The extraordinary spectacle of Syrian President Bashar Al Assad making a speech calling for the opposition fighters to give themselves up, start a “national dialogue” and fling themselves on his mercy, was a sad confirmation of his dangerous state of denial as his regime crumbles around him.
But Al Assad has easily enough military support to be very effective in the field, and his capability to fight on is bolstered by the large Alawite minority who see very little option other than to support Al Assad to the death, since they do not see any way they can simply join the largely Sunni and secular opposition which has made no effort to reach out to the Alawite community.
The opposition knows all too well of the massacres perpetrated by government forces, and its repeated attempts to frighten the Syrian population back into obedience. Its leaders know the brutality of the Al Assad system, which over the decades has been benign to those who were willing to work with it, but savage to those who chose to question it.
The opposition sense that they are about to start winning the war. The former Syrian National Council has been expanded to become the Syrian National Coalition, which has won recognition as the legitimate representative of the Syrian people from most of the world, allowing active support. Many western countries are supplying goods and services if not arms, but the Saudis and others in the region are anxious to start giving the opposition arms, arguing that unless they do, religious extremists will dominate the fighting and take undue political reward wen the regime finally falls.
No peace
It is not clear how to stop the fighting, which would require a process by which both opposition and government forces see a reason to talk, and their leaders see a joint future in a new Syria. Without that sense of direction, it is obvious that the fighting could continue for a very long time, with a growing toll of people killed and maimed, and increasing destruction of the Syrian economy and infrastructure.

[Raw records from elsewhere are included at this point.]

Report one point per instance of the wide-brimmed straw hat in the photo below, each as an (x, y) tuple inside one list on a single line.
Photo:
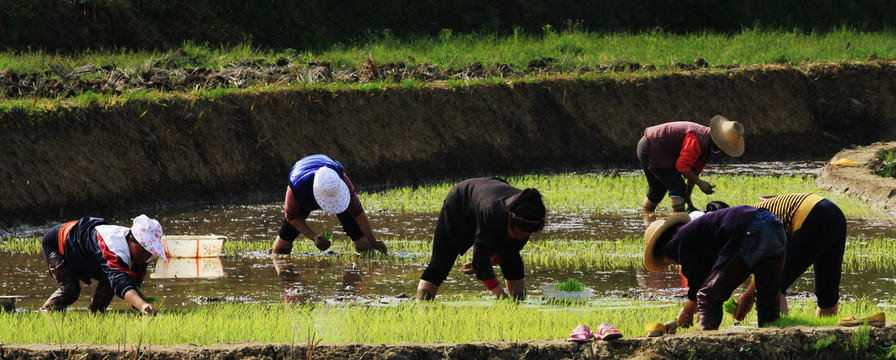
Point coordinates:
[(330, 191), (148, 233), (728, 135), (653, 233)]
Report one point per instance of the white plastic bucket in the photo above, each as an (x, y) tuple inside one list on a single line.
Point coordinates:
[(193, 246)]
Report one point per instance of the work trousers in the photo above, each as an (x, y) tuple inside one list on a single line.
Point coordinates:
[(762, 252)]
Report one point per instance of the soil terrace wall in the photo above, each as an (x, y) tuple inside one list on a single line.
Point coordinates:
[(102, 160), (795, 342)]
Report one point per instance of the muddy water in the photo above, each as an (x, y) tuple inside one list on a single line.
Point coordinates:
[(255, 277)]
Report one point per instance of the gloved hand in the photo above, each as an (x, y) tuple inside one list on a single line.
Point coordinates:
[(705, 187)]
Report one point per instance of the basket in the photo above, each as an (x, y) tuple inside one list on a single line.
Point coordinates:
[(552, 294)]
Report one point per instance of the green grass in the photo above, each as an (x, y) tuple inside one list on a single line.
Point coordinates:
[(887, 167), (862, 254), (574, 54), (570, 50), (443, 321), (599, 193)]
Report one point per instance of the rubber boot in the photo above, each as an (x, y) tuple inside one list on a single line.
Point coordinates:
[(68, 289), (426, 290), (281, 246), (648, 213), (678, 203), (102, 297), (717, 288)]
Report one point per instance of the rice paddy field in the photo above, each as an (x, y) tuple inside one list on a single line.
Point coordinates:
[(594, 236)]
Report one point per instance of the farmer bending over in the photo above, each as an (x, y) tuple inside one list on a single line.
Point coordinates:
[(492, 217), (718, 252), (679, 149), (816, 236), (319, 182), (114, 256)]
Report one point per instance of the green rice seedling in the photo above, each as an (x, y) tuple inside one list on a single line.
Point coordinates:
[(570, 285), (459, 321), (592, 193), (730, 306)]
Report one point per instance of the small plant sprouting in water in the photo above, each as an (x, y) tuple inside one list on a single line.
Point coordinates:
[(730, 306), (570, 285), (887, 167)]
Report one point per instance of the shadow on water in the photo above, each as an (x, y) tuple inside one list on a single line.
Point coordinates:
[(257, 277)]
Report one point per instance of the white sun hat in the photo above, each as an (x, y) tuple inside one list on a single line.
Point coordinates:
[(148, 233), (330, 191)]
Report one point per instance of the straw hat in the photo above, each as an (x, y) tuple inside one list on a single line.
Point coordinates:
[(330, 191), (728, 135), (653, 233), (148, 233)]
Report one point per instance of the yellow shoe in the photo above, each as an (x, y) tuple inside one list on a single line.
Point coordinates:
[(876, 320), (655, 329), (671, 326)]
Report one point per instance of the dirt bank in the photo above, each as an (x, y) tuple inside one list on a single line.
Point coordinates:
[(859, 179), (103, 160), (797, 342)]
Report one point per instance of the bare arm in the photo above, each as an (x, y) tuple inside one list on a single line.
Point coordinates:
[(364, 223)]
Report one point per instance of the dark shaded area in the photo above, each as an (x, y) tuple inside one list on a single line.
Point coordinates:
[(73, 25), (104, 160)]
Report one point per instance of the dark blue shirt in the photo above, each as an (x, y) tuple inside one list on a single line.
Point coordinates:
[(708, 242)]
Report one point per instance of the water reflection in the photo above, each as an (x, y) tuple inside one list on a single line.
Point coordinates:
[(182, 268), (257, 277)]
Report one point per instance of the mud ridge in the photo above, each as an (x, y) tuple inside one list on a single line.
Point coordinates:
[(859, 179), (795, 342)]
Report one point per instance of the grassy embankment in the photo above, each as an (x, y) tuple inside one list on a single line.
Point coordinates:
[(585, 194), (574, 54), (449, 322)]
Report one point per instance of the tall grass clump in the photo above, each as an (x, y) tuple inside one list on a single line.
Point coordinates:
[(597, 192), (449, 321), (887, 166)]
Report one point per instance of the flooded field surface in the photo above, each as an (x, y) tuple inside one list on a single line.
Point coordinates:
[(257, 277)]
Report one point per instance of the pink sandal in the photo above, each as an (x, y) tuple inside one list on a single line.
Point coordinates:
[(607, 332), (581, 334)]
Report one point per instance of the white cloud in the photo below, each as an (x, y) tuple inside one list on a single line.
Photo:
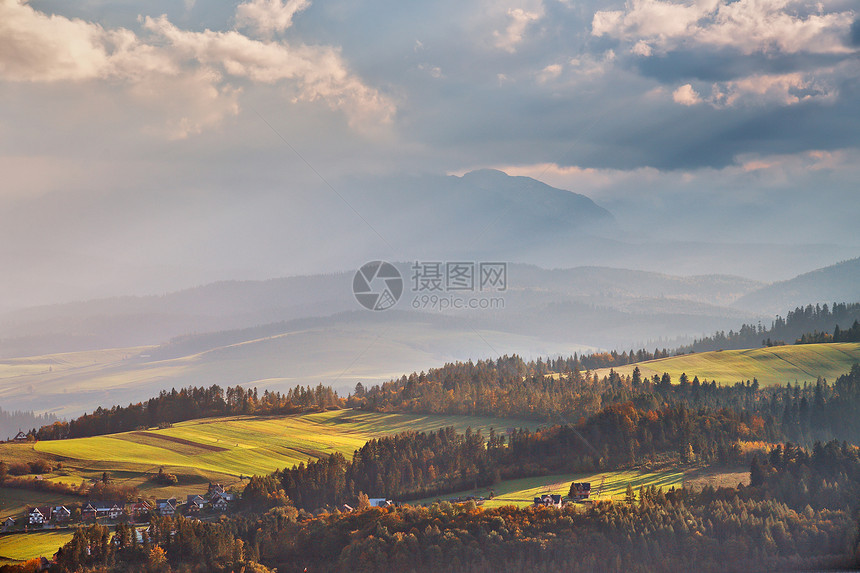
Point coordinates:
[(318, 71), (519, 19), (187, 75), (642, 49), (41, 48), (549, 73), (780, 89), (686, 95), (750, 26), (266, 17)]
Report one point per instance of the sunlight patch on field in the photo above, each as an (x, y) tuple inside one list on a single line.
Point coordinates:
[(771, 366), (521, 492), (248, 445), (23, 546)]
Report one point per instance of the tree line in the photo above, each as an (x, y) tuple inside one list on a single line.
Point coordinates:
[(189, 404), (773, 524)]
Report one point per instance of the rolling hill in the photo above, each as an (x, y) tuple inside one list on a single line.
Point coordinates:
[(835, 283), (775, 365), (219, 449)]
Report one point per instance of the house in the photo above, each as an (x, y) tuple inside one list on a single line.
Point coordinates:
[(218, 501), (166, 506), (61, 514), (141, 510), (94, 510), (548, 500), (580, 490), (378, 502), (195, 503), (39, 515)]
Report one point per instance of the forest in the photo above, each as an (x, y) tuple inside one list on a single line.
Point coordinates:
[(798, 325), (798, 513)]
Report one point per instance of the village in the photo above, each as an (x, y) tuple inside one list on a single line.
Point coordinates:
[(214, 502)]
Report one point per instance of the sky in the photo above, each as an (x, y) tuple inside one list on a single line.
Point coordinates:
[(147, 146)]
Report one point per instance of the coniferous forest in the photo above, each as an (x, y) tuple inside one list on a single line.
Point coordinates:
[(799, 511)]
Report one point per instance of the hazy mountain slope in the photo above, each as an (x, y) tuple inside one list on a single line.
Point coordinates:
[(355, 347), (223, 306), (836, 283)]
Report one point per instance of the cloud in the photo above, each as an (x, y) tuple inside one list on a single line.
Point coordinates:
[(265, 17), (520, 18), (686, 95), (318, 71), (748, 26), (167, 66), (36, 47), (782, 89), (761, 89)]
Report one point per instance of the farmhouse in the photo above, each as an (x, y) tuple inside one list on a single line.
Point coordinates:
[(39, 515), (61, 514), (548, 500), (379, 502), (195, 503), (94, 510), (166, 506), (580, 491), (141, 510), (218, 501)]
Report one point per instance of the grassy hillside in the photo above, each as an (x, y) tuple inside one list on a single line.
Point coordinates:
[(218, 449), (72, 383), (776, 365), (19, 547), (521, 492)]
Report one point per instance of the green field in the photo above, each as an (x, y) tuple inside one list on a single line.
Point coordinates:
[(521, 492), (23, 546), (775, 365), (72, 383), (217, 449)]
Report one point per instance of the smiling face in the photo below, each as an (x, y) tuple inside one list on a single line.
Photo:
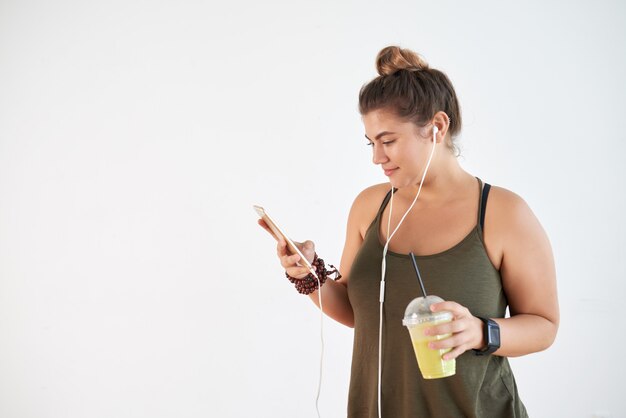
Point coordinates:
[(400, 148)]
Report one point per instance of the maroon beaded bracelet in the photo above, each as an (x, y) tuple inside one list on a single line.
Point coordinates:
[(309, 284)]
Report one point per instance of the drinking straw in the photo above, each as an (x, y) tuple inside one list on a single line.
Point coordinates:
[(419, 277)]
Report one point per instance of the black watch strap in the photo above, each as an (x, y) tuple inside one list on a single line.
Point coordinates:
[(491, 332)]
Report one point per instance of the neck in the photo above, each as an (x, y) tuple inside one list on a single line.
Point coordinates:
[(442, 181)]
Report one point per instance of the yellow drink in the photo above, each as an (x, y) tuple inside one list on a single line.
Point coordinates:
[(430, 361)]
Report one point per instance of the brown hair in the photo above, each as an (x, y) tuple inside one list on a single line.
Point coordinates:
[(408, 87)]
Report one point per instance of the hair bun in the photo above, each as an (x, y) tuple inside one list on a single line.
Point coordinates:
[(393, 59)]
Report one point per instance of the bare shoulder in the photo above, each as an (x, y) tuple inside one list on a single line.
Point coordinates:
[(507, 209), (511, 227), (366, 205)]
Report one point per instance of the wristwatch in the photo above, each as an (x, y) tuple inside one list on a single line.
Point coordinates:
[(492, 337)]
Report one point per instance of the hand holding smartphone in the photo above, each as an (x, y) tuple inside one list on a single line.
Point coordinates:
[(278, 232)]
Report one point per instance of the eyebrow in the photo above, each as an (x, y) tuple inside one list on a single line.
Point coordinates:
[(380, 135)]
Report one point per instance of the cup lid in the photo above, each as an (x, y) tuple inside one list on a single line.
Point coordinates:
[(418, 311)]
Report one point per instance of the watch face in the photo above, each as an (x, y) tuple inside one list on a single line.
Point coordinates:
[(494, 335)]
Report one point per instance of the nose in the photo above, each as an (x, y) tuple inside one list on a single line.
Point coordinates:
[(378, 154)]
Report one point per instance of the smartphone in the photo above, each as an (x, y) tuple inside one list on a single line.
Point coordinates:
[(279, 233)]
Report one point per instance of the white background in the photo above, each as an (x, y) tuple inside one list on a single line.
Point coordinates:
[(136, 135)]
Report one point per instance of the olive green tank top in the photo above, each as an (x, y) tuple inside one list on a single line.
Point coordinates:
[(483, 386)]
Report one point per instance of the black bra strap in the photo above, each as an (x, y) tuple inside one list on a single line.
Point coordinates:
[(385, 202), (483, 204)]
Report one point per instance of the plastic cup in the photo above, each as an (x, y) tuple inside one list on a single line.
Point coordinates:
[(418, 317)]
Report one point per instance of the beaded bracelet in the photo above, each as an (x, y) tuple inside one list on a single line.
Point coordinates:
[(309, 284)]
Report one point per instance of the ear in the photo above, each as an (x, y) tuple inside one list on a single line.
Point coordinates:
[(442, 122)]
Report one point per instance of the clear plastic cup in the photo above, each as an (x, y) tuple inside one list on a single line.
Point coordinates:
[(417, 317)]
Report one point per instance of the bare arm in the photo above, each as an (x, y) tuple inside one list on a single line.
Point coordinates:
[(518, 245), (335, 292), (528, 277)]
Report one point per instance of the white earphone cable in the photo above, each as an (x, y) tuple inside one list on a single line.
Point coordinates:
[(319, 382), (384, 266)]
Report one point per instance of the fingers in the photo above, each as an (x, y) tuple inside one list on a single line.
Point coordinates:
[(463, 333)]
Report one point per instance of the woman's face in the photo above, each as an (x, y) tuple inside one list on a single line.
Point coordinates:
[(400, 148)]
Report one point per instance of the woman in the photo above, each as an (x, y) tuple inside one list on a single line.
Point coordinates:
[(479, 257)]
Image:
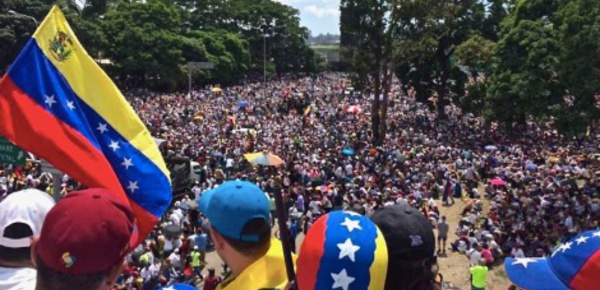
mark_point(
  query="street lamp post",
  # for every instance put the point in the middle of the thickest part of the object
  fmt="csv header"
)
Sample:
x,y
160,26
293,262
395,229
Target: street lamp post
x,y
15,13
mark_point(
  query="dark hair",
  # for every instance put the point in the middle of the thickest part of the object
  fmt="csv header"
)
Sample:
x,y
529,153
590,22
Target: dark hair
x,y
420,278
51,279
15,254
16,231
256,226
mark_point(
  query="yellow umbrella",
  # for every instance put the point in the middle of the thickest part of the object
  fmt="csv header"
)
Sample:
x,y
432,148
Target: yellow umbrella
x,y
264,158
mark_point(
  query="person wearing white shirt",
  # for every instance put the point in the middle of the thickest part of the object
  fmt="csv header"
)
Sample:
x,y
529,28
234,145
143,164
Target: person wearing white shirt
x,y
174,258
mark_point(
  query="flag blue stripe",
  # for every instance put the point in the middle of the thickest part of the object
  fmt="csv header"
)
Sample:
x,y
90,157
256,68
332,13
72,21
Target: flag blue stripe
x,y
330,263
39,78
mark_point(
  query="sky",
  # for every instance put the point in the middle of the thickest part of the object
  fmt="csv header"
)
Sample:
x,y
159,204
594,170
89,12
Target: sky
x,y
320,16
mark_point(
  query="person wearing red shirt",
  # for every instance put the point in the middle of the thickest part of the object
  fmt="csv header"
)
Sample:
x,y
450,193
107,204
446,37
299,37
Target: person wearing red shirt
x,y
211,281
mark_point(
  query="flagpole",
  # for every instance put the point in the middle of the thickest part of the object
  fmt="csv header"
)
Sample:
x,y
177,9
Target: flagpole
x,y
284,231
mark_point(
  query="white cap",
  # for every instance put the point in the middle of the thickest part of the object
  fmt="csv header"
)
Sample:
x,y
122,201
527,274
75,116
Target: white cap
x,y
28,207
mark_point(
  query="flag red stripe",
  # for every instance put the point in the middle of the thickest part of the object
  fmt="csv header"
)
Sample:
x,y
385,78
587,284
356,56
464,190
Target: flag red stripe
x,y
586,278
309,262
29,124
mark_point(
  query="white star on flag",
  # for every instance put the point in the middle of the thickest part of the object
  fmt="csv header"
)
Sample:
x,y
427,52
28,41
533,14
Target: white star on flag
x,y
127,163
581,240
49,100
562,248
347,249
102,128
566,246
132,186
114,145
351,225
341,280
524,262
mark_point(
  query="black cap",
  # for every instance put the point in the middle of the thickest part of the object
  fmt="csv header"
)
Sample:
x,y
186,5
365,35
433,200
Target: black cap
x,y
408,235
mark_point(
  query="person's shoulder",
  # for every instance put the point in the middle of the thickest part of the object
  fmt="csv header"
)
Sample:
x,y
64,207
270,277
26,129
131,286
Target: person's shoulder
x,y
17,278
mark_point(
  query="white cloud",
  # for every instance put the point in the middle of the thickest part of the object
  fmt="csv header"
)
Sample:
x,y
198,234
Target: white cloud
x,y
320,12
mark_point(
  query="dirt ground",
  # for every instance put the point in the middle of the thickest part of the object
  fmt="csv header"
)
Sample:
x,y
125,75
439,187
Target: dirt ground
x,y
453,266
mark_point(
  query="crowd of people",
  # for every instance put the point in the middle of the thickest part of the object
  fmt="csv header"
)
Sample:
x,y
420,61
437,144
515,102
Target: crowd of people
x,y
540,189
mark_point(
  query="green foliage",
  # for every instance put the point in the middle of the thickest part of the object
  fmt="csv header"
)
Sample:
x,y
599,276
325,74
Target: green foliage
x,y
476,53
150,42
547,65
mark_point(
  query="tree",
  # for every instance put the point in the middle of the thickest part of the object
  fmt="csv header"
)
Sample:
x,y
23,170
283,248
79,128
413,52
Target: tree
x,y
368,29
547,65
16,30
578,66
476,57
428,35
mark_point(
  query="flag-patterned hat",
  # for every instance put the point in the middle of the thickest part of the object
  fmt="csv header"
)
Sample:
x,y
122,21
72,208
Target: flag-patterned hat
x,y
342,250
574,265
178,286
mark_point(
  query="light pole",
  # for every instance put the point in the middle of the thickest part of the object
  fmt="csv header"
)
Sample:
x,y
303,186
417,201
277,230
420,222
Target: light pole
x,y
15,13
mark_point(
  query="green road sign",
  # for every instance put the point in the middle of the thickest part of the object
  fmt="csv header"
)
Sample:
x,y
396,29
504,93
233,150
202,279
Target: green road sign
x,y
11,154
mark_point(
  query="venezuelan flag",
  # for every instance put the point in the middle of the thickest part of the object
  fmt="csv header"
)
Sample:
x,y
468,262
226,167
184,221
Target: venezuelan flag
x,y
342,250
57,103
307,110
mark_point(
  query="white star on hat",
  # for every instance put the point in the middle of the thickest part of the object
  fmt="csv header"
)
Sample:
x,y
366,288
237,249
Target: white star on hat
x,y
49,100
71,105
351,224
581,240
127,163
524,262
114,145
341,280
102,128
564,247
347,249
133,186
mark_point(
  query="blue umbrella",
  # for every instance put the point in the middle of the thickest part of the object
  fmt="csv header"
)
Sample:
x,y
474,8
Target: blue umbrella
x,y
531,166
243,104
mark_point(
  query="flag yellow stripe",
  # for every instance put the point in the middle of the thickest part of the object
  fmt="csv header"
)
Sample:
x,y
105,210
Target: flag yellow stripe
x,y
95,88
378,269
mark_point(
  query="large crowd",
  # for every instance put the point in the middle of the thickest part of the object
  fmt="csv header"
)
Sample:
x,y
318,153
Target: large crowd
x,y
540,188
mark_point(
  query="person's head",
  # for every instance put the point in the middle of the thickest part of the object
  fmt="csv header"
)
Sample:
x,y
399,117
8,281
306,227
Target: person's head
x,y
22,214
411,246
238,213
574,265
83,242
342,244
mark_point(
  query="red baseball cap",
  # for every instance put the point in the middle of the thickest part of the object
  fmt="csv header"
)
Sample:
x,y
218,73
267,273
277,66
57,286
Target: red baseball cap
x,y
87,232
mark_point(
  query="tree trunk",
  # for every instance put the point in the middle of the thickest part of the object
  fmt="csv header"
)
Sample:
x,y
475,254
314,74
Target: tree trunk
x,y
442,59
375,112
388,75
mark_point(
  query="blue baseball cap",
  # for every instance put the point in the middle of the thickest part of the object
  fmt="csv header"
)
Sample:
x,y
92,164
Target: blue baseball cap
x,y
574,265
204,198
232,205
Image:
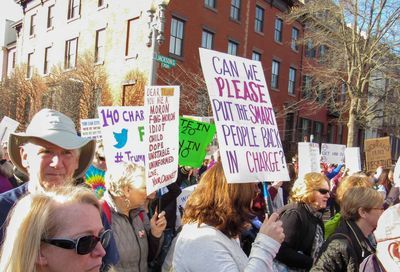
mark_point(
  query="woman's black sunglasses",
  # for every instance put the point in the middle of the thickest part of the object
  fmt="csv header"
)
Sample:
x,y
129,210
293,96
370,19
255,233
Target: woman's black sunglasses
x,y
82,245
323,191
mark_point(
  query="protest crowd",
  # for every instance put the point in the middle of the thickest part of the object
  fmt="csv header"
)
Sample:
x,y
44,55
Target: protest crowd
x,y
142,199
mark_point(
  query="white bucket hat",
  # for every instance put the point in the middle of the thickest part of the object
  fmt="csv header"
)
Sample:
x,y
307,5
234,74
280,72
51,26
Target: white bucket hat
x,y
58,129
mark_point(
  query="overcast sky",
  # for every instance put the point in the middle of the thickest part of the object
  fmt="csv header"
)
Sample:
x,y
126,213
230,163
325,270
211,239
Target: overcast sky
x,y
10,10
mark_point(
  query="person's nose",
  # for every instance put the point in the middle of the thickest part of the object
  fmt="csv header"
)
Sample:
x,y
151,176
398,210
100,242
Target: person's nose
x,y
99,251
56,160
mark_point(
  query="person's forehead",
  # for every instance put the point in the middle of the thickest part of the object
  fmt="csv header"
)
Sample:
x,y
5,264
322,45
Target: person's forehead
x,y
39,143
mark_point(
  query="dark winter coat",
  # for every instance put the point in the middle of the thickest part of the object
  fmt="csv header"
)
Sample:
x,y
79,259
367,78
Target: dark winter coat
x,y
344,250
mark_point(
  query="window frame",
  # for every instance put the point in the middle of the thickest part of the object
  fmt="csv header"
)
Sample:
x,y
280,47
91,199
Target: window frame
x,y
74,9
177,36
46,64
235,9
232,45
259,22
68,55
278,30
98,48
209,35
292,81
50,16
275,76
294,39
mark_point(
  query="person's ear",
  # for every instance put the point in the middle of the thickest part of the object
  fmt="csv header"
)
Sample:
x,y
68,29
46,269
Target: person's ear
x,y
41,259
394,251
24,157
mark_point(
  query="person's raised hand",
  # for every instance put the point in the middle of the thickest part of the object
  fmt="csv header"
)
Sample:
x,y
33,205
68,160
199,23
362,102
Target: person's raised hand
x,y
272,227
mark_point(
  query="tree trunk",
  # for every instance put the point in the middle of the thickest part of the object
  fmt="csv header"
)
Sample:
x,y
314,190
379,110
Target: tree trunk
x,y
352,125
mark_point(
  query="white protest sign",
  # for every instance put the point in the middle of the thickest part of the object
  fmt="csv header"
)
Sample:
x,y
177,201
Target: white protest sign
x,y
162,132
184,196
90,128
122,129
249,142
7,126
352,159
332,153
396,174
308,158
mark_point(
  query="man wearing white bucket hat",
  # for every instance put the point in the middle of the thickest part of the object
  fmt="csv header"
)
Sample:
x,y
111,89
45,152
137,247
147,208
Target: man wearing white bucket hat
x,y
50,152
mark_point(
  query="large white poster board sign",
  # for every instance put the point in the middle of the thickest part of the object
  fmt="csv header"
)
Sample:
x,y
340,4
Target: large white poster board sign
x,y
122,130
90,128
7,126
309,158
352,159
332,153
249,142
162,132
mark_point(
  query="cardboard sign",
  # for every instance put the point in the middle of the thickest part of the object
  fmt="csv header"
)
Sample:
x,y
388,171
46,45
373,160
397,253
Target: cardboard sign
x,y
396,174
377,153
90,128
194,137
332,153
352,159
249,141
184,196
162,130
309,158
7,126
122,130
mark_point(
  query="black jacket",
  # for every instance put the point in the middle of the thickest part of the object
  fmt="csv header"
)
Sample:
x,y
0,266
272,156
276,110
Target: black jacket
x,y
344,250
300,227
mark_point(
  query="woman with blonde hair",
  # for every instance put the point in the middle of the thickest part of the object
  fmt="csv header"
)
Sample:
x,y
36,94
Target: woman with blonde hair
x,y
302,223
361,208
215,214
355,180
55,231
138,239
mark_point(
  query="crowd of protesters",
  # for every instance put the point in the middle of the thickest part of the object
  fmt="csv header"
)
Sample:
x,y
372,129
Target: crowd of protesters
x,y
61,209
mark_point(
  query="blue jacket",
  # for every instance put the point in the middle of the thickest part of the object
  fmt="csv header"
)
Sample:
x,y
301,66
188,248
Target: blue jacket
x,y
7,201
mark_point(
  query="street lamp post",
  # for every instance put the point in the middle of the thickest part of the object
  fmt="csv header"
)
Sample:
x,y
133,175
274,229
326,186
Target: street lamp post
x,y
156,35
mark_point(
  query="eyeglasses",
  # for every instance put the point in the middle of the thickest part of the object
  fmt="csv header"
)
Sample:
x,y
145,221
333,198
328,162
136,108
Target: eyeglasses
x,y
82,245
323,191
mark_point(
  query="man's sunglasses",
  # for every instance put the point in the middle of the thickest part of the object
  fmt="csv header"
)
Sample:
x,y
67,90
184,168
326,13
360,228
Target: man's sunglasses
x,y
323,191
82,245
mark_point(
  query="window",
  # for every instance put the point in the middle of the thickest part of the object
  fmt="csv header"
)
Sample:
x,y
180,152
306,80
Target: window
x,y
74,9
33,25
275,74
256,56
310,50
100,43
292,80
209,3
259,23
278,29
207,39
235,10
304,129
130,35
29,69
330,133
50,16
176,39
289,124
295,38
71,51
317,131
232,48
47,56
307,85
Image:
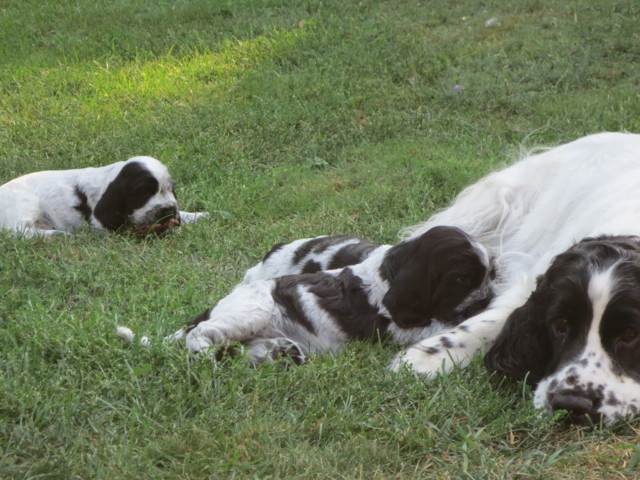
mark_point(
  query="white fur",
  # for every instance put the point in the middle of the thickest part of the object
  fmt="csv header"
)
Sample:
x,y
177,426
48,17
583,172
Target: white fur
x,y
43,203
525,215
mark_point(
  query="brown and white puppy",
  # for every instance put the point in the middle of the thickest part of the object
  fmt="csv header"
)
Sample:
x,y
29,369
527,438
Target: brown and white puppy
x,y
136,194
404,292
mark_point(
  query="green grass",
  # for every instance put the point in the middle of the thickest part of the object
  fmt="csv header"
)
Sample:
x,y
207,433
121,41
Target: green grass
x,y
283,119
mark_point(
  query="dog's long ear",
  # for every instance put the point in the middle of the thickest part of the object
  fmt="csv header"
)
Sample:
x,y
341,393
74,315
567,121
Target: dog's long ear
x,y
408,298
131,189
523,348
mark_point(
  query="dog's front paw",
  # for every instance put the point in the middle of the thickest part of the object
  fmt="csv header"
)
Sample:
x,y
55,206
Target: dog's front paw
x,y
432,356
202,337
192,217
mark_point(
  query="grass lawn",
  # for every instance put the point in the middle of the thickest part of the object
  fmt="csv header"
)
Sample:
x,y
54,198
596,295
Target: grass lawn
x,y
283,119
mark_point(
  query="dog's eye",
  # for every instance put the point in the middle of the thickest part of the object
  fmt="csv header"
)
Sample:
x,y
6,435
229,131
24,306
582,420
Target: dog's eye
x,y
628,335
560,327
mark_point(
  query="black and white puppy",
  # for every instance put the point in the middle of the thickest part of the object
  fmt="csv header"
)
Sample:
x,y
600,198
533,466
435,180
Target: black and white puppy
x,y
136,194
405,292
577,337
310,255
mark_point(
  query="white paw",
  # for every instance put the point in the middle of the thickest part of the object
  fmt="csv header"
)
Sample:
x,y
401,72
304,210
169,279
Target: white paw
x,y
203,337
429,360
125,334
192,217
128,336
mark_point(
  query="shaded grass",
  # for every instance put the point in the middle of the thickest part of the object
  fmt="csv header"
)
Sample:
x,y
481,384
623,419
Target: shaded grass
x,y
283,119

But any peaceful way forward is very uncertain. The starting point should be the UN Representative Lakhdar Brahimi, but he is stuck in the past, and is still using the June 2012 Geneva Declaration as the basis of a way forward. This plan calls for amendments to the constitution, the formation of a unity government, and holding presidential and parliamentary elections, but it does not insist that Al Assad leaves office.
The Geneva Declaration might have worked if the government had not been so brutal and if the opposition were not so confident. But they are in no mood to accept these ludicrously mild proposals. They want Al Assad to go, and they know that they are making gains every week. They already control large parts of the country, half of Aleppo, and have large numbers of armed forces in Damascus itself.
However, other forces are working out how to bypass the UN and its increasing irrelevance to the reality on the ground. For example, the British Foreign Office has called for a meeting this week to plan for the period after what it calls Al Assad’s “inevitable” departure. The meeting will include representatives of the Syrian National Coalition (SNC) opposition group and other agencies, as well as experts on Syria experts, and specialists in post-conflict stabilisation.
This British-led gathering shows how many Western powers and secular Arabs are very concerned that if they do nothing to prepare for a transition to a new Syria, all sorts of regional and sectarian rivalries could arise.
Syria is too central to the Arab world to be allowed to drift into chaos. It is not like Somalia or Yemen which have been allowed to drift into failure with little sense of urgency to restore them. But any such failure in Syrian would be very destablising for Syria’s fragile neighbours Lebanon, Iraq and Jordan.
This is why Saudi Arabia has been so concerned, as it pursues its worries about combating a Shiite sphere of influence. The Saudis have expanded their struggle with Iran for dominance in the Gulf to cover the Arab world, and see the Iranian influence with Al Assad’s regime as being part of the Iran’s strategy which has led it to seek growing influence in Iraq’s increasingly Shiite dominated politics. The Saudis are very anxious not to see the same thing happen in a future Syria.